A tarefa de ajudá-lo a contar a trajetória de vida ficou em boas mãos – biógrafo atento e minucioso, Marcello Campos se especializou na reconstituição da vida cultural de Porto Alegre, especialmente com perfis ligados à música popular. Na bagagem, traz obras sobre Lupicínio Rodrigues (O Almanaque do Lupi), Alcides Gonçalves (Minha Seresta) e Conjunto Melódico Norberto Baldauf (Week-End no Rio).
psicólogo da noite
Marcello conhecia Dinarte apenas como frequentador do Bar do Beto quando flagrou o garçom entre seus alunos do curso supletivo Mauá, onde dava aulas de Arte ao final dos anos 1990. Dinarte, que havia frequentado o ensino formal até o 4º ano primário, estava experimentando os primeiros passos para retomar o aprendizado, missão que seria concluída em 2009, quando se formou em Direito pela UniRitter.
No Mauá, no começo de cada semestre, o professor aplicava um teste para indagar, entre outros itens, quais livros os alunos estavam lendo a fim de tirar a febre a respeito do grau de conhecimento da turma.
— Eram trabalhadores humildes, de pouca leitura, alguns se limitavam a ler a Bíblia, mas Dinarte surpreendeu ao citar a trilogia Sexus, Plexus e Nexus, de Henri Miller. A partir daí, ficamos amigos, conta Marcello.
Em De Bandeja – A História de Dinarte Valentini, a narrativa inicia em 1989, quando Dinarte aos 17 anos de idade deixa a casa dos pais, pequenos agricultores de Doutor Ricardo, para viver uma montanha-russa de emoções em seu primeiro dia na capital do RS. Antes disso, jamais havia ultrapassado os limites da cidade natal. Pior: ao anunciar a intenção de se mudar para Porto Alegre, tinha escutado do pai – seu Paulino – a sentença:
— Já que quer tanto ir, então, vai. Mas não me volta mais para casa, mesmo se der errado.

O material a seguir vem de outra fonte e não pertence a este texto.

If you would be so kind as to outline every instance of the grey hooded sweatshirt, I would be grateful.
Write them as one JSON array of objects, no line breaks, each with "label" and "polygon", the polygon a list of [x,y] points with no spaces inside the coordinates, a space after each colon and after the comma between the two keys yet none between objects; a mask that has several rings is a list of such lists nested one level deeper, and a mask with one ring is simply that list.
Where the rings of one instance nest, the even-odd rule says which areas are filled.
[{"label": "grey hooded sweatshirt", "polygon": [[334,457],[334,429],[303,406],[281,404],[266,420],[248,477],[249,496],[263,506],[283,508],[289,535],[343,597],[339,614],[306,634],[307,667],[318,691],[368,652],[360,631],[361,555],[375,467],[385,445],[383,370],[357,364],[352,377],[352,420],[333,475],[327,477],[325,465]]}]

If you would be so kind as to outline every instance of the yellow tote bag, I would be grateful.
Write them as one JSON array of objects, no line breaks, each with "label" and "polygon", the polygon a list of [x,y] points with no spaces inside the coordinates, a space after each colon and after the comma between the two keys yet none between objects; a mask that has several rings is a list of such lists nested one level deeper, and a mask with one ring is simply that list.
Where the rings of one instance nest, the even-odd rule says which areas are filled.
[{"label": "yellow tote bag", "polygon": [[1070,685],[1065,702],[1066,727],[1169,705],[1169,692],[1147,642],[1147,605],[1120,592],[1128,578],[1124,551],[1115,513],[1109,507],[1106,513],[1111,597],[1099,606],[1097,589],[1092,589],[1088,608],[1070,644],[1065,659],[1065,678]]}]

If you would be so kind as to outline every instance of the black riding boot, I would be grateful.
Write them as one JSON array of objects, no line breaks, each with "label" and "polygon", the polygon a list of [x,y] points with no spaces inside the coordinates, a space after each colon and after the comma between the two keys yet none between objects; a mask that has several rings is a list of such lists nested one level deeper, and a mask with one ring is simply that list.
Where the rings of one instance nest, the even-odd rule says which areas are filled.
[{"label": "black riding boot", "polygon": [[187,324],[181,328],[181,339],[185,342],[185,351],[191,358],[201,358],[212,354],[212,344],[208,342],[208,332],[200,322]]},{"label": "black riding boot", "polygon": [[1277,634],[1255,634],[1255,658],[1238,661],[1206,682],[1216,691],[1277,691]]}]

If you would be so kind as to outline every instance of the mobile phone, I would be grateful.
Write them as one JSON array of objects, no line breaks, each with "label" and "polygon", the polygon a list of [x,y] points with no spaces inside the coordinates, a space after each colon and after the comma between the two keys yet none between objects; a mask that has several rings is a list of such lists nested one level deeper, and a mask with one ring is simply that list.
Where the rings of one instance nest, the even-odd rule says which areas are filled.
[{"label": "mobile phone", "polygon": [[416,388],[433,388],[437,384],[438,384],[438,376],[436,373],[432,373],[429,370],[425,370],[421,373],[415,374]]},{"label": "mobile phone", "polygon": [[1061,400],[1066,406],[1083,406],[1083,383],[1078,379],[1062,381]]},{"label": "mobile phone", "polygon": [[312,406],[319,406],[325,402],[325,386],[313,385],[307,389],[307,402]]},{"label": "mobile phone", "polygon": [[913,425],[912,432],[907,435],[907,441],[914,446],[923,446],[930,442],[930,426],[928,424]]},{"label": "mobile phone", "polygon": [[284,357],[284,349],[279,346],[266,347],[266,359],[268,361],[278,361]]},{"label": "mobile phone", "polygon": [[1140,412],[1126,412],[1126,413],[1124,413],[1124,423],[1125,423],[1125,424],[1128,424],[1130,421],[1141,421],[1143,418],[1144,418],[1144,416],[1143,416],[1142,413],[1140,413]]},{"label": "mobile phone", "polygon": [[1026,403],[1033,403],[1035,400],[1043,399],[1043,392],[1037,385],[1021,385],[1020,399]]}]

Havia uma promessa de emprego na Churrascaria São Rafael, na Avenida Protásio Alves, mas ao bater à porta do restaurante soube que a vaga já estava preenchida. Ainda bem que conseguiu pouso no alojamento de funcionários da São Rafael e, alguns dias depois, ganhou a vaga herdada de um garçom que acabara de ser demitido.
Como não poderia deixar de ser, o livro tem passagens divertidas como o dia em que Dinarte quase apanhou de um anão em frente ao Bar do Beto. Relembra também episódios em outros locais de trabalho como o Tia Dulce, onde um bêbado desamarrou os sapatos e tirou os carpins dos pés para apimentar a sopa. Há ainda relatos emocionados de clientes que Dinarte aconselhou em situações de embaraço emocional.
– O garçom é um psicólogo da noite, costuma dizer Dinarte.
Conforme Marcello Campos, Dinarte é um exemplo típico e bem acabado de networking, termo em inglês que indica a facilidade de estabelecer redes de contatos e conexões. Só que, no caso de Dinarte, nada é premeditado, e sim consequência da própria maneira de ser dele, como destaca o pesquisador:
— Por onde passa, Dinarte mantém vínculos e deixa rastros de amizades. A personalidade pública não está desvinculada do ser humano. Não tem como separar, diz Marcello.
Como sobremesa, a biografia traz em suas últimas páginas um mural (imitando o mural de recados pendurado na parede do Bar do Beto) com 130 depoimentos de patrões e ex-patrões, colegas, clientes, amigos e familiares – a lista inclui desde políticos como o ex-governador Olívio Dutra até ex-jogadores de futebol a exemplo de Baidek, ex-zagueiro do Grêmio, passando por músicos nativistas como Daniel Torres. Aliás, o prefácio é assinado pelo cantor e compositor João de Almeida Neto.
Convidado a resumir a personalidade de Dinarte, Marcello não economiza elogios:
— É um sujeito que sabe construir pontes entre as pessoas. Um homem de sorriso largo, mente aberta e coração sempre pronto para o abraço.